Even if the rough is not knee high, it is lush and thick. And the greens, well, it's Oakmont. They are steeply contoured and frighteningly fast. The winner this week likely will be the person who hits fairways and chips and putts the best. That bodes well for Cristie Kerr, who is also the hottest player on the LPGA right now, or accurate drivers like Jiyai Shin, Paula Creamer and Morgan Pressel.
"I'm doing a lot of things right now," said Kerr, who has won two of her last three starts including the LPGA Championship by 12 strokes. "I just have to keep my expectations down. Being a hero is not going to win this U.S. Open. You have to take your medicine. There are a lot of bunkers where you are just going to have to play out sideways. It's going to take a lot of patience. The winner will be anywhere from four-over par to 10 over, unless someone plays out of their mind."
"It's tough," Pressel said with a laugh as she made the turn Tuesday in her practice round. "It depends on what they do with the pins as the week goes on, but I don't think anyone is going to go under par. You really have to think your way around out there. Take this hole (No. 9). You can get there in two but you're better off laying up so you can control where you place the ball on the green with a wedge. It's not often you practice putts with 20-foot breaks, but that's what you get here if you are not smart -- and sometimes even if you are."

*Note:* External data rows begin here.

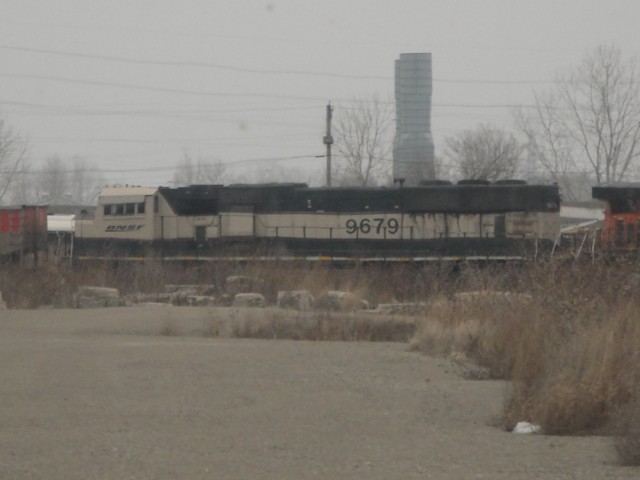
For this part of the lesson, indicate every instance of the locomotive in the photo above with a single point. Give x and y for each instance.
(620, 231)
(470, 220)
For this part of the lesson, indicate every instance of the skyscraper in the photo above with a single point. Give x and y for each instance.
(413, 149)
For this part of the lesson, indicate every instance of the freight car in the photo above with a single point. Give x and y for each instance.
(23, 230)
(440, 221)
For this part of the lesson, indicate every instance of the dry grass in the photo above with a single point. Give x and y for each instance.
(567, 338)
(323, 326)
(571, 350)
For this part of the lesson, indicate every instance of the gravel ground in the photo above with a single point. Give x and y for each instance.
(102, 394)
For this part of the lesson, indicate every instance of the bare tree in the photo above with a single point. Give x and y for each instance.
(484, 153)
(53, 182)
(85, 181)
(13, 158)
(589, 122)
(363, 142)
(190, 172)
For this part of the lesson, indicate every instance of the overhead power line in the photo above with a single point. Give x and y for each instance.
(231, 68)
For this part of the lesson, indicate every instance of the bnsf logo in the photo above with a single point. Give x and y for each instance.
(123, 228)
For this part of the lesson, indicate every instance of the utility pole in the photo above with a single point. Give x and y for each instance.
(328, 141)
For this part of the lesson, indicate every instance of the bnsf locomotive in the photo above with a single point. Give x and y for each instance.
(469, 220)
(621, 227)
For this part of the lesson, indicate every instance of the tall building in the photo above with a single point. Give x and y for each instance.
(413, 149)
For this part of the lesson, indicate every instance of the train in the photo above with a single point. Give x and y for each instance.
(23, 231)
(434, 221)
(620, 231)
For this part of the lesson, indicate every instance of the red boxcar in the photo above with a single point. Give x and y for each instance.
(22, 230)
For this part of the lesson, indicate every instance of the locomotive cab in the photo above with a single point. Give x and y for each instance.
(621, 226)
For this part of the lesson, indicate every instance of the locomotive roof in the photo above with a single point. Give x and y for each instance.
(616, 191)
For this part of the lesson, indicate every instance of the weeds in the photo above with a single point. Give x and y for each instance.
(566, 336)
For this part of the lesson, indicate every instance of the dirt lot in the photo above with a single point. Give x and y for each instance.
(102, 394)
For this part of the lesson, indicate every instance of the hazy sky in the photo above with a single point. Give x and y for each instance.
(132, 84)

Creamer agrees that no one will likely be under par come the Sunday evening trophy presentation. "You need it all here," says Creamer, who is still recovering from surgery on her left thumb and for the first time this week was able to practice hitting balls off the turf on the range. "There are just so many good things about this place. It demands that you have it all. You have to be a shotmaker and you need imagination and you have to remain patient."
And then there is the weather. "It's going to be a hot and steamy week," said John Zimmers, the Oakmont superintendent since 2000. "In the last 11 days, we've had 3 1/2 inches of rain, an average high of 86 degrees, with an average of 89 percent humidity. We've had seven inches of rain over the last 30 days. We have fans out to help dry up the course, we vented the greens to get more air in them, and if we can miss more of the hit-or-miss thunderstorms that keep popping up, we should be able to dry out and firm up." Probably not what the players want to hear.
The temperatures climbed into the mid 90s on Monday and are expected to stay that hot at least through Thursday's opening round. The humidity is brutal -- reminiscent of the 1994 U.S. Open here when Colin Montgomerie famously wore black in the Monday playoff, and shot 42 on the front nine.
"In the USGA's eyes, Oakmont is the gold standard for championship golf," Davis says. "It also happens to be one of the very best conditioned courses I've ever seen. People constantly talk negatively about Poa greens -- and I always counter with 'you ought to see Oakmont's and you would change your tune.'"
One of Davis' innovations is the graduated rough. This week, the first cut is 6 feet wide at 1 1/2 inches high, the second cut is 20 feet wide at 2 1/4 inches high, and the rough is 3 1/4 - 3 1/2 inches tall from there. "This place is in fantastic shape," says Creamer. "Not a blade of grass if our of place."
You got to wonder if the players will be in such a generous mood after 72 holes under U.S. Open conditions. This is Oakmont, an extremely difficult course that does a good job of producing great champions.